Lopez fled to Texas, where he became the leader of an outlaw gang. According to Kerry Boren, many of Lopez's men were former members of Butch Cassidy's Wild Bunch. For the next several years, Lopez plundered banks and trains along the Rio Grande. Between 1915 and 1916 he fought in the Mexican Revolution with his father.

Somewhere near the international border, Lopez and his men in 1914 derailed a train, robbed it, and killed nineteen of the twenty American passengers on board. In response to the massacre, the Texas Rangers began pursuing Lopez, but they failed to catch up with him for years.

Kerry Boren says that Lopez died in 1916 during a battle between American and Villista forces. Other historians have concluded that he was killed by Frank Hamer in 1921.

In October 1921, Frank Hamer was in command of Company C, Texas Rangers, with which he had worked on and off for years. He was told by an informant that Lopez was expected to attend an upcoming meeting of outlaws near the Rio Grande. Hamer decided to ambush the meet with some of his men by having them take up positions in an irrigation ditch and fire on the outlaws as they rode across the river border. After they moved into place, Hamer suspected that the informant had led him into a trap, so he had his men hide the horses and reposition themselves on a low ridge thirty yards away, which overlooked the irrigation ditch.

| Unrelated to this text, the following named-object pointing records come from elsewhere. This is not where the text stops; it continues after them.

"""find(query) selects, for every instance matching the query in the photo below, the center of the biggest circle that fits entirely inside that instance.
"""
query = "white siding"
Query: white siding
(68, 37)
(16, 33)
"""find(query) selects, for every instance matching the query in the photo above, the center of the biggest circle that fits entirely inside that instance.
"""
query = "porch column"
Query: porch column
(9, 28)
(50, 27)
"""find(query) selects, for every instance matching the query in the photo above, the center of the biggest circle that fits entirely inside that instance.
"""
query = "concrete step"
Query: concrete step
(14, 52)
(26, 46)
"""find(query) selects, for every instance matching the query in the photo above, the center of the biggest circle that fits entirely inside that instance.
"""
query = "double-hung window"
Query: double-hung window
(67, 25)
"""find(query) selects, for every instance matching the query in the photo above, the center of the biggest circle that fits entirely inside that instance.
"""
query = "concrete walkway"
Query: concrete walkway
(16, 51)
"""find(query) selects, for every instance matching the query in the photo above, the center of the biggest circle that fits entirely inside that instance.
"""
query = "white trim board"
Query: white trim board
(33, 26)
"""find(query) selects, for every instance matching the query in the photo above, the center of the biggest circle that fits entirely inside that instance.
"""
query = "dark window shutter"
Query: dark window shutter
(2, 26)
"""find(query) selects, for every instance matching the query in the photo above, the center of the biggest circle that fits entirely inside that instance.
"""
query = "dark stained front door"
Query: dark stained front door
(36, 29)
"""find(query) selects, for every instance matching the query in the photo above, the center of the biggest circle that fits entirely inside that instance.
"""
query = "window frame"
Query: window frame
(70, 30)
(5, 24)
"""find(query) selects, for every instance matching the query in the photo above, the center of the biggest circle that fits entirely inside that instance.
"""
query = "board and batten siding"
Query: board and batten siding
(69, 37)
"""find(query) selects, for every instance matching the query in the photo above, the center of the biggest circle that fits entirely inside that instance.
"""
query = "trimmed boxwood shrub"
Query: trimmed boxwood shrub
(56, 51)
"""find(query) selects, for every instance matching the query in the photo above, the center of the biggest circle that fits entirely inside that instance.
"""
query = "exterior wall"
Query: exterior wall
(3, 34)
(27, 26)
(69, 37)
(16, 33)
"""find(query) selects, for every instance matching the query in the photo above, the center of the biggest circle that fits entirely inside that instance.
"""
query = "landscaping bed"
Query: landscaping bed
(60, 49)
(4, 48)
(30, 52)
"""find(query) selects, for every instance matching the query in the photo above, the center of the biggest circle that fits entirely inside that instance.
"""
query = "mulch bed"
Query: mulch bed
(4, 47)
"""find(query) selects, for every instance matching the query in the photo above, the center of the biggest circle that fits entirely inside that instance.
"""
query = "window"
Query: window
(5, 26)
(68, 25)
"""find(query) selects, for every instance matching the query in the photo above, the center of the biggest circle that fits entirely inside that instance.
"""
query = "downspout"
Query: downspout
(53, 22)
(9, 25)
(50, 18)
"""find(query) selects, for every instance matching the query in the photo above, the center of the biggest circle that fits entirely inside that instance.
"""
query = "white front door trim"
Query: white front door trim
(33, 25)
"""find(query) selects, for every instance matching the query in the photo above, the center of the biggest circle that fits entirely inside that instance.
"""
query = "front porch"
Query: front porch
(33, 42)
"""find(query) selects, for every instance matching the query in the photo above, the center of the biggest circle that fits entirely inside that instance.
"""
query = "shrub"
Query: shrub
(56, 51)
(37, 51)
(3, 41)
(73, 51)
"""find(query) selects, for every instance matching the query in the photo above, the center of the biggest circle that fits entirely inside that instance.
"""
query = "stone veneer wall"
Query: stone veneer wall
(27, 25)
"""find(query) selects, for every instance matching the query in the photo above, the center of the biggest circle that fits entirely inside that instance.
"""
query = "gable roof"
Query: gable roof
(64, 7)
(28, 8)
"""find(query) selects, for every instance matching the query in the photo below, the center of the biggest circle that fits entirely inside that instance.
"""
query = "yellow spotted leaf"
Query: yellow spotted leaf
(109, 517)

As the sun began to set, the rangers spotted about twenty armed men approaching on foot to the rear of the ditch. Hamer later said that at this time, he could see both the informant and Lopez, who was wearing his "trademark clothing," a red bandana and overalls. Hamer stood up from his concealed position and shouted "Halt! We're officers of the law!" in Spanish. Instantly Lopez "whirled around'" and fired at Hamer with a rifle, grazing him on the cheek. Hamer opened fire with his .35 caliber Remington Model 8. His first bullet struck Lopez in the chest and he died instantly. Hamer aimed for the informant, but, before he could fire, one of the other rangers shot the man down. The fighting lasted about thirty minutes. Eleven bandits were killed that day while none of the rangers was hurt, except Hamer's graze. Hamer took a gold watch off Lopez's body; it was covered in blood and had been damaged by one of the lawman's bullets. Hamer gave the watch to his brother, Harrison, who hung it on a wall in the customs house in Laredo. The watch remained on display for several years afterward.

Although Lopez was dead and his gang defeated, the Texas Rangers never told the state of Utah. The Lopez case remained open until January 24, 2003. After years of investigating on his own time and money, Deputy Sheriff Randy Lish of Salt Lake County confirmed that the Lopez of Utah and the Lopez of Texas were the same man, and the case was closed.